# Accessories Store/s in NYC - Anyone?



## SeaHunt (Jun 23, 2009)

Looking for a DX Case - any reco's in nyc - appreciated!


----------



## Patrizia (Oct 29, 2008)

whats a reco?


----------



## dollcrazy (Jan 12, 2009)

Your best bet for anything kindle related would be online. As far as I know their are no retail stores that sell accessories for kindle. If you can give us specific things you are looking for we can send you to the right place.


----------



## pidgeon92 (Oct 27, 2008)

Patrizia said:


> whats a reco?


recommendation


----------



## Patrizia (Oct 29, 2008)

oh sorry. I read that three times and could not figure it out.. thanks!!!! Hey Pidg.. do you have a DX?


----------



## pidgeon92 (Oct 27, 2008)

Patrizia said:


> oh sorry. I read that three times and could not figure it out.. thanks!!!! Hey Pidg.. do you have a DX?

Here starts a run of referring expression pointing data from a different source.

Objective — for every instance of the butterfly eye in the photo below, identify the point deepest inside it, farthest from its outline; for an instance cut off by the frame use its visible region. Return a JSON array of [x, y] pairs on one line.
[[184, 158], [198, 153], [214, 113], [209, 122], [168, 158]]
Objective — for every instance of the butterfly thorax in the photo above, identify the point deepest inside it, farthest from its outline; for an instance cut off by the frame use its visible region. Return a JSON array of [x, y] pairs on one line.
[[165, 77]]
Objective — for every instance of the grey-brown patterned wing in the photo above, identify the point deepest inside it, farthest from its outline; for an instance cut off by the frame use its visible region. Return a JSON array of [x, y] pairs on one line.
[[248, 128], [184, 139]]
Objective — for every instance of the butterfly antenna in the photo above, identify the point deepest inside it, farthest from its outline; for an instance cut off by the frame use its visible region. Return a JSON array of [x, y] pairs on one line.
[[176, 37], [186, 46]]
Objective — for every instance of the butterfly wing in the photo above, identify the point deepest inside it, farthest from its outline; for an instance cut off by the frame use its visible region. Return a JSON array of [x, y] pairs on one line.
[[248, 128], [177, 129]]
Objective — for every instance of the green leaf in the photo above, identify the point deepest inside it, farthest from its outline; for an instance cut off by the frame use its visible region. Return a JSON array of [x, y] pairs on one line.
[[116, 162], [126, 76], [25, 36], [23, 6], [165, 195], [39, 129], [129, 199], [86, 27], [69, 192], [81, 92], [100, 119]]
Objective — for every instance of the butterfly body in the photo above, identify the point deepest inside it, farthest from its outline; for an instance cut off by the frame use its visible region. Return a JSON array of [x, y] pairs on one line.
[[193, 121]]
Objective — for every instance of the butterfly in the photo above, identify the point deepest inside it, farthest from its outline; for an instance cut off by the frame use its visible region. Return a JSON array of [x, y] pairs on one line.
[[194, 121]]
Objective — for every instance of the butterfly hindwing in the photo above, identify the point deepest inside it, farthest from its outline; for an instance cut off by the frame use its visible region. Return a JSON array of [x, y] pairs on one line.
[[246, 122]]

Nope..... I spent all of my DX money on a MacBook Pro....


----------



## koolmnbv (Mar 25, 2009)

I wasn't aware of any retail stores that had Kindle gear. Maybe eventually we will see stuff for the kindle in bookstores etc. 

Also maybe Oberon has a retailer in NYC somewhere and they might have some Kindle covers along with other oberon products.


----------